One of the workmen caught a glimpse of him. “Ho!” said he, “there’s an odd fish! Who’s got a harpoon?”
The merman had just sense enough left to see that if he was harpooned in the morning he couldn’t court the goddess at night. He dived and swam away, for mermen, although they are warm-blooded animals, are not obliged to come up to the top of the water to breathe.
He hid all day long under the timbers of an old wharf, and when it was still at night he came out again and swam toward The Sea-nymph. Some one had covered up the figure with an old sheet to keep the dust off. The merman thought she had put on a veil.
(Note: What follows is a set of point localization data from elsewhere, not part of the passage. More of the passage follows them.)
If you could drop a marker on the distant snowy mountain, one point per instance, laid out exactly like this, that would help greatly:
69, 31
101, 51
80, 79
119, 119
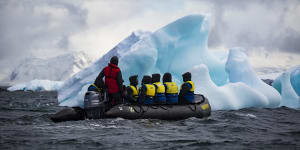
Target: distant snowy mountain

“What charming modesty!” he said. “She don’t wish to be seen by these human beings, or perhaps I offended her by my staring.”
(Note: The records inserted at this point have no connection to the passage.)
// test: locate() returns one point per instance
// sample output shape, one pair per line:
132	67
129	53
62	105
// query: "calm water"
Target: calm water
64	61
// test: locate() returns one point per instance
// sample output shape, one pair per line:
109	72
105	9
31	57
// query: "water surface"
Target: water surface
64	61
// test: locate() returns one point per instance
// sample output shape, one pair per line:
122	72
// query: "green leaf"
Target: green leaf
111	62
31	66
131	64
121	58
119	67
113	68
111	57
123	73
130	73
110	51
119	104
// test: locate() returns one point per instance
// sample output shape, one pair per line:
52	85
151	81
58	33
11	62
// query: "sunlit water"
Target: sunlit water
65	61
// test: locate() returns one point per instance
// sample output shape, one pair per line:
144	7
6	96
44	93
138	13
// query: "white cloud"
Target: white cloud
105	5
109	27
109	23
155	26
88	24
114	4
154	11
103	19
He called her every lovely name he could invent or think of. He got no answer, of course, but that was her feminine reserve, the merman thought.
“Speech is silvern, silence is golden,” he said. So it went on all the time the new brig was being fitted up. The merman lived a wretched life. Two or three times he was seen and chased by the fishermen. A talk went about of the odd creature that haunted the water near the new ship. Some one was always on the lookout for him, and once he was nearly caught. They kept watch for him at night. It was only now and then that he could worship his wooden love for an hour.
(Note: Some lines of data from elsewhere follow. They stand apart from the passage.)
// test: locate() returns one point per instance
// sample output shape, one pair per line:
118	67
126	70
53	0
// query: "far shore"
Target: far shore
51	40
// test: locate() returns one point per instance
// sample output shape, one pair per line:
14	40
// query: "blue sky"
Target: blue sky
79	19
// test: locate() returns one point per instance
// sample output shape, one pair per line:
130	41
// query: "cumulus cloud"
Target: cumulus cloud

All the time the old sheet was over her head, but the merman only loved her the better. He hid under the old wharf by day, for though he knew how to make himself invisible to mermen, the charm hadn’t the slightest effect where Yankees were concerned. He lived on whatever he could catch, but he had very little appetite. The shallow harbor water did not agree with his constitution. He grew thin and hollow-eyed, a mere ghost of a merman, but he was constant to his wooden image.
Meantime, the ship was finished and the cargo was stowed away. One day, glancing out from his place, he saw that the nymph was unveiled and was standing in her old fashion, lovely as ever. She was looking straight at him, the merman thought. “She is anxious about my safety,” he said, with delight, for he did not know that the image just looked toward the old wharf because it happened to be in the way.
“Dearest,” he said, “I would follow you over the whole ocean for such a look as that!”
That night there were so many men on board the brig that the merman did not dare go near her. The next morning the ship spread her sails and went out of the harbor with a fair wind, bound for Lisbon and the Mediterranean. That same evening there was a great gathering at Colonel Shuttleworth’s. Master Torrey was married to Anna Jane.